Like Crazy

Do you know what happens when a young British visitor's visa expires? Nothing! No one at the Consulate gives a rip that she fell in love while she was here. This means an intercontinental relationship that is fraught ...you know... This leaves us, the audience, to sit and watch paint dry.

Granted, the actors are very, very good and the camera loves their faces, but the pace is excruciating and much of the dialogue is mur- mured, whispered, or muffled. Of course, people don't enunciate during sex, so I can see why the critics love this thing, but our screening audience was NOT impressed.

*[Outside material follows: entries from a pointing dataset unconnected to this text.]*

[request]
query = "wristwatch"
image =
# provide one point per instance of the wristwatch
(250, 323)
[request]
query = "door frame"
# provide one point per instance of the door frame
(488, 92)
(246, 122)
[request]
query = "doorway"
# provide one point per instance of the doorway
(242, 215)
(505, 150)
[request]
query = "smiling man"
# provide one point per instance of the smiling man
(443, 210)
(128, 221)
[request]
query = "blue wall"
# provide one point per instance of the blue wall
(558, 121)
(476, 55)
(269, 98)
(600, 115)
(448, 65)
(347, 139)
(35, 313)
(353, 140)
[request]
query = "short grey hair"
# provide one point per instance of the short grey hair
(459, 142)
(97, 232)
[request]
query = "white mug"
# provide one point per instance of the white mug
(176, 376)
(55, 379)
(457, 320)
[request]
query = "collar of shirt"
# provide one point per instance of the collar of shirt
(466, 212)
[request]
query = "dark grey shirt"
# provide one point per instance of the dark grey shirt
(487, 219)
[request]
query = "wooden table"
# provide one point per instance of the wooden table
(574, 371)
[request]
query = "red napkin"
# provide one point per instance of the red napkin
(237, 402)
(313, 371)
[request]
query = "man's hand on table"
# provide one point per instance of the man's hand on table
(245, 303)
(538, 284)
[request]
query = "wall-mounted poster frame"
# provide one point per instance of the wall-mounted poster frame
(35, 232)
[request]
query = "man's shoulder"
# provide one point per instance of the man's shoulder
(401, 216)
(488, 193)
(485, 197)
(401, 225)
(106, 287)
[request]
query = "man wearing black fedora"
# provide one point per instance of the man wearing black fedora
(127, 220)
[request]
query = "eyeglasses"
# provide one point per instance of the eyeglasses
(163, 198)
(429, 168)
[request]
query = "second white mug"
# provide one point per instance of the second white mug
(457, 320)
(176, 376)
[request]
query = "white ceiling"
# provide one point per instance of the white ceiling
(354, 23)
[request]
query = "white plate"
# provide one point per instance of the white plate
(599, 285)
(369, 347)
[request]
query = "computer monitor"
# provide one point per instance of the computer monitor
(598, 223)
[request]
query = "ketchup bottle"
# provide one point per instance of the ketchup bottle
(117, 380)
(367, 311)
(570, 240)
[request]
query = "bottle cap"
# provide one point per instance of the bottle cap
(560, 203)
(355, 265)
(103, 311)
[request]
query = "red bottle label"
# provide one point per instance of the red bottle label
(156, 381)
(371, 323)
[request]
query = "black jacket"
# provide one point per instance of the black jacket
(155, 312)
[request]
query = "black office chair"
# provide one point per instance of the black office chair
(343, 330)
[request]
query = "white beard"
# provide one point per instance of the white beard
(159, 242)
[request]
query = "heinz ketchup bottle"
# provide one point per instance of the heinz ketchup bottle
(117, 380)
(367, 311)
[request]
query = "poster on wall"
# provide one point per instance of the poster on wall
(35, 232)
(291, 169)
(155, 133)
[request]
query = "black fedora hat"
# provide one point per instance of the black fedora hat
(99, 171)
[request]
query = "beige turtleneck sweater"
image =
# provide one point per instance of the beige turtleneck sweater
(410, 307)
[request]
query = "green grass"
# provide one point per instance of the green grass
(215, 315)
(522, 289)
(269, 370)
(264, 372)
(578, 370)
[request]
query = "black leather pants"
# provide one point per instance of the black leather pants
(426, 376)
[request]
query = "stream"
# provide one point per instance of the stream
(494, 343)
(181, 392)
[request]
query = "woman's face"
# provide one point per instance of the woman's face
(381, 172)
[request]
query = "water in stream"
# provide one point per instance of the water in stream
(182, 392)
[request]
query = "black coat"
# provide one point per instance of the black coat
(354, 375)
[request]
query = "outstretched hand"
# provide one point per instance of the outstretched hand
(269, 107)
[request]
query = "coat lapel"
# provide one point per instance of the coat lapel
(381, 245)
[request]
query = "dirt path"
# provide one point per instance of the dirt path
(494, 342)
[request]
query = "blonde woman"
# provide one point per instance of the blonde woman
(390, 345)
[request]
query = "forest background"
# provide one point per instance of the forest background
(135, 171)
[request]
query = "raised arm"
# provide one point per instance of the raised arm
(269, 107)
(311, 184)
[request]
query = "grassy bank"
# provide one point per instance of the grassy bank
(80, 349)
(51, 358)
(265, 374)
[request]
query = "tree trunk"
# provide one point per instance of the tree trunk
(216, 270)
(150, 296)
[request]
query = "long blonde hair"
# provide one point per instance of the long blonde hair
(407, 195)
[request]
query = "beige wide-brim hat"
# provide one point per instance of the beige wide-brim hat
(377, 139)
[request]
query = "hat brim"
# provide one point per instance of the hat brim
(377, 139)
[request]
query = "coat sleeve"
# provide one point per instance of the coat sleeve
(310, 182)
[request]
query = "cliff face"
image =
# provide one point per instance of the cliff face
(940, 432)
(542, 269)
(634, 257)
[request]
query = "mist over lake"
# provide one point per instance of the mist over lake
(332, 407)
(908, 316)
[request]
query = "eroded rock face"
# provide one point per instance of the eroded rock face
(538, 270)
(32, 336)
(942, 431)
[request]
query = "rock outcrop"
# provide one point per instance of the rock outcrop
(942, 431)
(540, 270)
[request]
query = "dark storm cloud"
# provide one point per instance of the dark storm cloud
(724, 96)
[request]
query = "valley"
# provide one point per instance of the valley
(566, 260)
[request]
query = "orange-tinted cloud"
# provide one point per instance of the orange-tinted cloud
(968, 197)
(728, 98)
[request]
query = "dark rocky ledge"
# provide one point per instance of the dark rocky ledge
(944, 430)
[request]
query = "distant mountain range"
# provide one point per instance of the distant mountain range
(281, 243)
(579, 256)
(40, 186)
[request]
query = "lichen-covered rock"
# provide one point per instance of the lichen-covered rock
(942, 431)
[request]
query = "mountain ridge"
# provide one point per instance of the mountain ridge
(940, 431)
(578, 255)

This award-winning film (Best Picture and Best Actress at Sundance) features:
  • Anton Yelchin ("Star Trek" he was the young Chekov) is the passive (American) object of two women's affections. It looks like he could be happy with either one. Yelchin is a wonderful actor and he was the main reason I went to see this film.
  • Felicity Jones (Lots of BBC television) is the impetuous (British) spark plug who initiates most of the churn in the erstwhile lovers' off-again on-again relationships. I finally became impatient with her whims.
  • Jennifer Lawrence ("Winter's Bone") is the American coworker who steps into the breach. I couldn't help but root for her.
  • Charlie Bewley (the "Twilight" franchise) is the hottie in London who borrows a kitchen appliance from his neighbor. I couldn't tell what it was and couldn't make it out from their conversation. Maybe a waffle iron?
Once again, I have to admit I am not an artiste, nor are my tastes artistic. Maybe I'm just easily bored... My primary concern was, Who paid for all those airline tickets?

I'm glad I didn't spend my discretionary money on a ticket for this PG-13 snooze.